Lastly the development of the Greenway between the Downtown and Foothill will link up two commercial zones and make it far more accessible for residents to get groceries, eat at restaurants, go shopping, or visit amenities without getting in a car, finding and paying for parking. Driving becomes easier for motorists when bikes are off their roads, parking becomes more plentiful at destinations, and everyone becomes more safe.

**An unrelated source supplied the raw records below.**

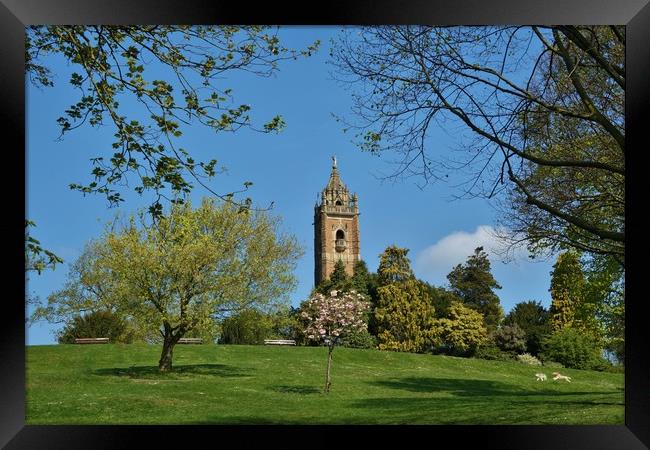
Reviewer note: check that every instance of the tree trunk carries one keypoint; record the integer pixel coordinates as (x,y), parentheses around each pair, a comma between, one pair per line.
(328,381)
(165,363)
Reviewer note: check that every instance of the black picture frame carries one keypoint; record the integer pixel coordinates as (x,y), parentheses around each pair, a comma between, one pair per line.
(16,14)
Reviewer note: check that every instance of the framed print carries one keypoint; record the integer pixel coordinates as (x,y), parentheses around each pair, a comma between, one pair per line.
(128,84)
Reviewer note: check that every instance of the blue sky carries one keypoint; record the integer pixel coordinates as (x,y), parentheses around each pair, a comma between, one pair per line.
(289,169)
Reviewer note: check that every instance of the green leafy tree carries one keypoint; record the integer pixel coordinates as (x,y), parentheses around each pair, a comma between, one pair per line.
(394,266)
(569,303)
(474,284)
(573,349)
(534,320)
(442,299)
(405,317)
(97,324)
(511,339)
(605,293)
(147,83)
(463,332)
(192,265)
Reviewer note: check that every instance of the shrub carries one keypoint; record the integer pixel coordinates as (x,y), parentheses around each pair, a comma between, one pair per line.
(492,353)
(96,324)
(573,349)
(246,327)
(529,359)
(511,338)
(359,339)
(463,332)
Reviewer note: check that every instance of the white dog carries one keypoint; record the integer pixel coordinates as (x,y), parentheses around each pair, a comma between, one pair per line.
(557,376)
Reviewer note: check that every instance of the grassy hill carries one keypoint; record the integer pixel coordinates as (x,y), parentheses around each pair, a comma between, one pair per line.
(219,384)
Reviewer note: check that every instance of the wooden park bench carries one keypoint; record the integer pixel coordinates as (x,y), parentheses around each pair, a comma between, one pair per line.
(279,342)
(91,341)
(190,341)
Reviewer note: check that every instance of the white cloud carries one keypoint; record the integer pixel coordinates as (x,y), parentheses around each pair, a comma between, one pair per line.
(436,261)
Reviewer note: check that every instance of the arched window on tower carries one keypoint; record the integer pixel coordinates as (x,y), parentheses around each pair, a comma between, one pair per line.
(340,240)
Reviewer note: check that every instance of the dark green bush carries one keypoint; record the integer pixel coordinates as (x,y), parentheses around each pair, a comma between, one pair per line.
(493,353)
(511,339)
(246,327)
(573,349)
(96,324)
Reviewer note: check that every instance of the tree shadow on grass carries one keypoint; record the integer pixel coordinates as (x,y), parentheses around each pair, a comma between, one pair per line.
(473,388)
(303,390)
(178,372)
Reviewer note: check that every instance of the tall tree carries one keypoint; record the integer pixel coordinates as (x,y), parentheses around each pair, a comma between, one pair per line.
(178,273)
(405,317)
(567,292)
(394,266)
(543,107)
(474,284)
(605,292)
(534,319)
(463,331)
(168,77)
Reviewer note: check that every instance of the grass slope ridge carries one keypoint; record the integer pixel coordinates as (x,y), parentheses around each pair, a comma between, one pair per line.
(232,384)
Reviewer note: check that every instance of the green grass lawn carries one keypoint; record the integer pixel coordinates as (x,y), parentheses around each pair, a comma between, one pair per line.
(219,384)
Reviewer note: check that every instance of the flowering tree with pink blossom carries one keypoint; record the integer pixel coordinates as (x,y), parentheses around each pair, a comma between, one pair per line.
(331,317)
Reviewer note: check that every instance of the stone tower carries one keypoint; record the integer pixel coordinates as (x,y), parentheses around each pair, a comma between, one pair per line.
(336,228)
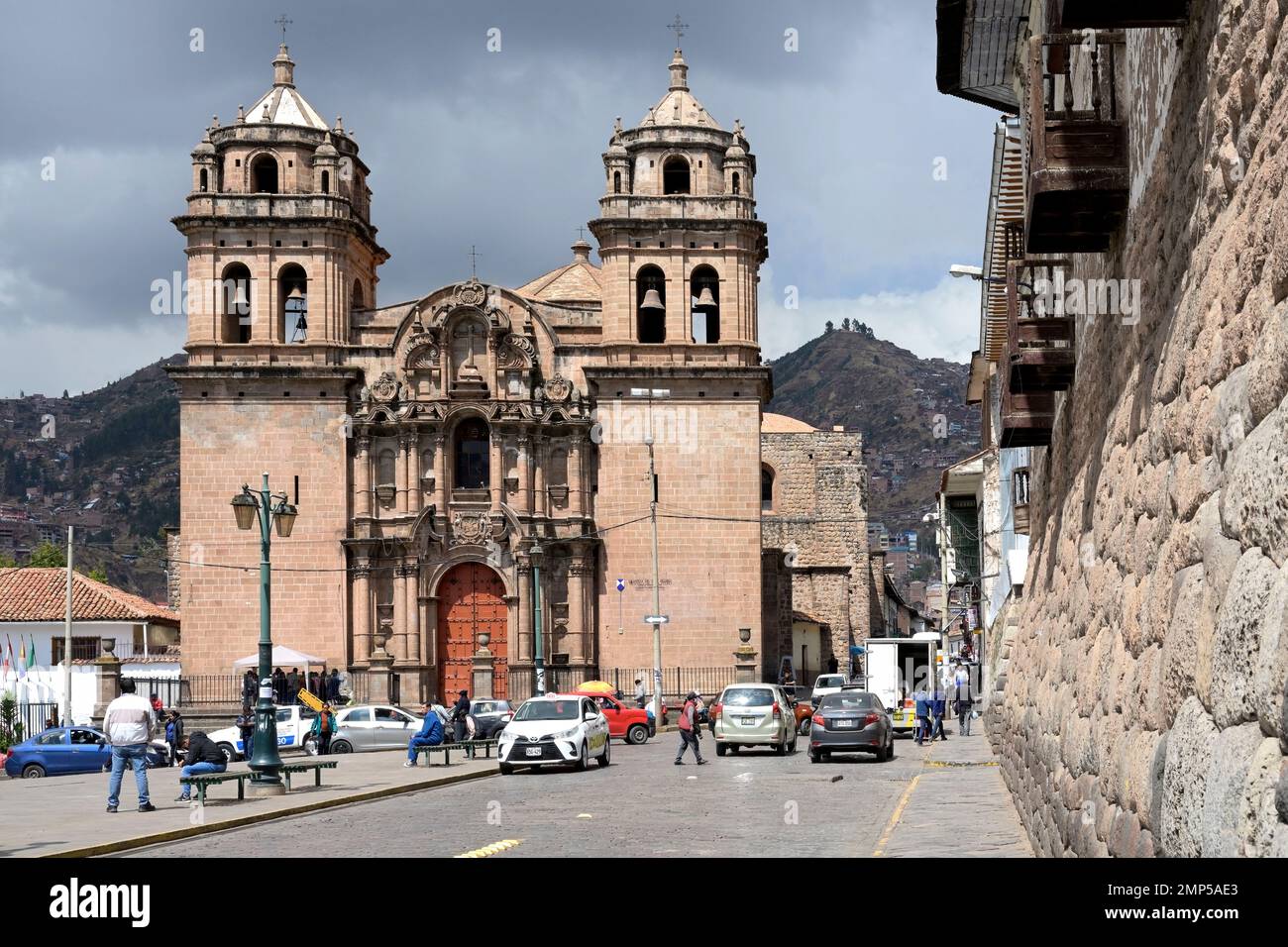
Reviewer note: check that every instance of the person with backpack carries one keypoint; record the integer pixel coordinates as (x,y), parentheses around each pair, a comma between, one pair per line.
(323,728)
(204,757)
(690,731)
(246,727)
(174,733)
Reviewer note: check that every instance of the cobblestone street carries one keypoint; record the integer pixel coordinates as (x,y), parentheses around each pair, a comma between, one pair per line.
(747,804)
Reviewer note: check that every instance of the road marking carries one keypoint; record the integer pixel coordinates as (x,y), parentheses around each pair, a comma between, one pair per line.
(494,848)
(898,814)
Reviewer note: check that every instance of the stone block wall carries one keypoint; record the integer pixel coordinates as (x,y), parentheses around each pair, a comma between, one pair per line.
(1141,706)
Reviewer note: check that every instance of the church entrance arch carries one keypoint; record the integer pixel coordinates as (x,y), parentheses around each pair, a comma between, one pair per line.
(471,602)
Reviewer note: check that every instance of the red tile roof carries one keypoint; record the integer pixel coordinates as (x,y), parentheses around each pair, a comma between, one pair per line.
(40,594)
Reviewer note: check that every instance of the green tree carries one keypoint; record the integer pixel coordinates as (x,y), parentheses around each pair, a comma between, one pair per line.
(47,554)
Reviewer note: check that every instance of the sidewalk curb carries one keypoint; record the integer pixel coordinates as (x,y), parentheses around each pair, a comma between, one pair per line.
(192,831)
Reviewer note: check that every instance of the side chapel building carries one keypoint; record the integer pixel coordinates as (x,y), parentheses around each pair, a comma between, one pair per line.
(433,444)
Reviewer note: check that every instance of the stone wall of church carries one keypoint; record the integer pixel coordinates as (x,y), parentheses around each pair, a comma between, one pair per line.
(227,441)
(818,523)
(707,458)
(1142,710)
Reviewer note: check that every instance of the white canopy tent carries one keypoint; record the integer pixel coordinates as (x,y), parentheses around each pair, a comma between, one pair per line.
(282,657)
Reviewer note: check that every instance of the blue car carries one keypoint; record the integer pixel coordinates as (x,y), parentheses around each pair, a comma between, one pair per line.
(65,750)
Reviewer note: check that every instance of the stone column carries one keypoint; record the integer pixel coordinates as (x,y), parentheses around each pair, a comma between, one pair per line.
(576,496)
(746,668)
(524,499)
(415,499)
(496,471)
(523,635)
(484,672)
(412,582)
(399,642)
(107,674)
(441,474)
(403,501)
(361,611)
(540,499)
(362,478)
(580,570)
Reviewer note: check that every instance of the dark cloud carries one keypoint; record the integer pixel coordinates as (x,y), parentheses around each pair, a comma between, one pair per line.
(469,147)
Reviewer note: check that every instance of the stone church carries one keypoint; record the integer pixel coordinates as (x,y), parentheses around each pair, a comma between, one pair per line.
(447,451)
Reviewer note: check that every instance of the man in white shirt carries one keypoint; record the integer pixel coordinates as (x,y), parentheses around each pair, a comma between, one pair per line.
(128,725)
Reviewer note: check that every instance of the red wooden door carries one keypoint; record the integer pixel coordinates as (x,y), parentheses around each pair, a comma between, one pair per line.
(471,600)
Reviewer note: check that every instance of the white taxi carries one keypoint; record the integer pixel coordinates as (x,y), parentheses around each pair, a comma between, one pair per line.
(555,728)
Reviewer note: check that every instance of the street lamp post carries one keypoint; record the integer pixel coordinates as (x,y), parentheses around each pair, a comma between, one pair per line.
(249,506)
(535,557)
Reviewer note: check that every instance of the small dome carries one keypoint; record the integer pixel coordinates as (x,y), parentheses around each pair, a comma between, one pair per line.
(326,149)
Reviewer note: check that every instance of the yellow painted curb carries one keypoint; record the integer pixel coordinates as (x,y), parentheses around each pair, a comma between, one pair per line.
(494,848)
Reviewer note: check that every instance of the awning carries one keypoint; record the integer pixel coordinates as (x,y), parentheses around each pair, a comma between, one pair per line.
(282,657)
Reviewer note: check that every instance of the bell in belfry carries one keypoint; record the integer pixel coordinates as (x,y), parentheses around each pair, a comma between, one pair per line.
(241,304)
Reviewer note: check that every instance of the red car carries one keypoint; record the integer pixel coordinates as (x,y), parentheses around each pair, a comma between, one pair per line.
(623,722)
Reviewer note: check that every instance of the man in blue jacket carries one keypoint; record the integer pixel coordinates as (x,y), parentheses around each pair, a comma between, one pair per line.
(429,735)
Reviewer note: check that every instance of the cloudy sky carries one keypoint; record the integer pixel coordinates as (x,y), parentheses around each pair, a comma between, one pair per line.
(467,146)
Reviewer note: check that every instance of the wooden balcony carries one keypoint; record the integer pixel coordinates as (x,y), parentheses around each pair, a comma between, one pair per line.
(1026,419)
(1078,162)
(1116,14)
(1020,499)
(1038,333)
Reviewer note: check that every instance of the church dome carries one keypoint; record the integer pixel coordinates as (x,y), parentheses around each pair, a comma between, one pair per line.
(282,105)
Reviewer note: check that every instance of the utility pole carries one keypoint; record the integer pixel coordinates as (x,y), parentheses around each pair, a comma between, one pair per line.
(65,709)
(657,582)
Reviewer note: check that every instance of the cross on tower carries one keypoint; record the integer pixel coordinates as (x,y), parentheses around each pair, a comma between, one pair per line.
(678,27)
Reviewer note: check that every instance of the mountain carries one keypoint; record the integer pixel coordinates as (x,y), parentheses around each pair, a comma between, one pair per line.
(911,411)
(107,463)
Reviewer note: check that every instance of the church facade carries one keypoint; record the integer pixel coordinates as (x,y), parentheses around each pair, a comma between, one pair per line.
(478,453)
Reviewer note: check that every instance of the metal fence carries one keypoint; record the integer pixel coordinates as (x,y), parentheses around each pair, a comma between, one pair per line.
(168,690)
(677,682)
(210,688)
(523,684)
(34,718)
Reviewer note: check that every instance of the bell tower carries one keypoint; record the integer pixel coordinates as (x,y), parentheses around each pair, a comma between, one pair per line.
(679,236)
(281,249)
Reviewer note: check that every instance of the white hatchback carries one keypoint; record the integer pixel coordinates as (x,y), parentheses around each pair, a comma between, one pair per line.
(555,728)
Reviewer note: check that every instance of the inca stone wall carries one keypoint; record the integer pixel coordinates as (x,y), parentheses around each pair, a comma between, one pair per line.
(818,531)
(1142,697)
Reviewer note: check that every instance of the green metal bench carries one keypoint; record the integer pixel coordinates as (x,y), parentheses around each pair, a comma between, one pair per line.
(314,767)
(469,748)
(206,780)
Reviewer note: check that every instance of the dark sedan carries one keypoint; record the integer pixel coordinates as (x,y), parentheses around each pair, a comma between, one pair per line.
(850,722)
(489,716)
(67,750)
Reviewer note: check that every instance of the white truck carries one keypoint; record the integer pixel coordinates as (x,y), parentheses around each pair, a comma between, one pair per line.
(897,669)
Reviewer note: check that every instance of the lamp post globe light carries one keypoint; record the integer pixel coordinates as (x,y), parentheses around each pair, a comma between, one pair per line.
(270,512)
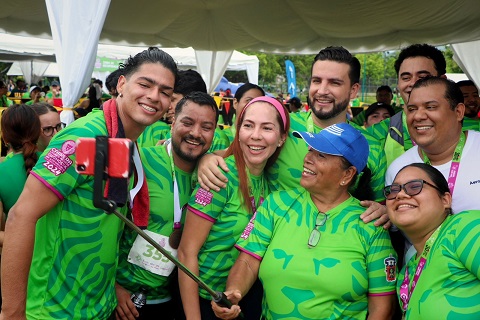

The idea that bikes and cars are partners on the road is fanciful – motor vehicles are dangerous to everyone outside them, lets make our streets more safe and make driving easier for motorists.

I expect kneejerk negativity, but I can hope that some people consider these points, CCN offers alternative op-eds and commenters thoughtfully engage with the idea that SLO can’t stay stuck in a vision of the 1960s; the change isn’t about ruining SLO, its about making it accessible and friendly to all and giving residents the freedom to choose not to drive and park. Thank you.

What a wonderful breath of fresh air and wry humor you bring to discussing our city’s degraded civic affairs Mr. Herrmann. You join the municipal Booboisie on one of their outings, and show them marching around in la-la land (with bad refreshments), right down to the detail of the electric skateboarder and oblivious police chief. Choice stuff! We need to hear more from you. It’s been years since our newspaper of record has set foot within city hall, which has permitted the staff and city council to operate with open disrespect and disregard for the broad public interest, parading their ignorance and arrogance with all the joy the emperor paraded his new clothes. Would you consider “covering” the city council? I guarantee you’ll find a pile of hoot-ready crazy material at every meeting. Please give us the pleasure of more Herrmann.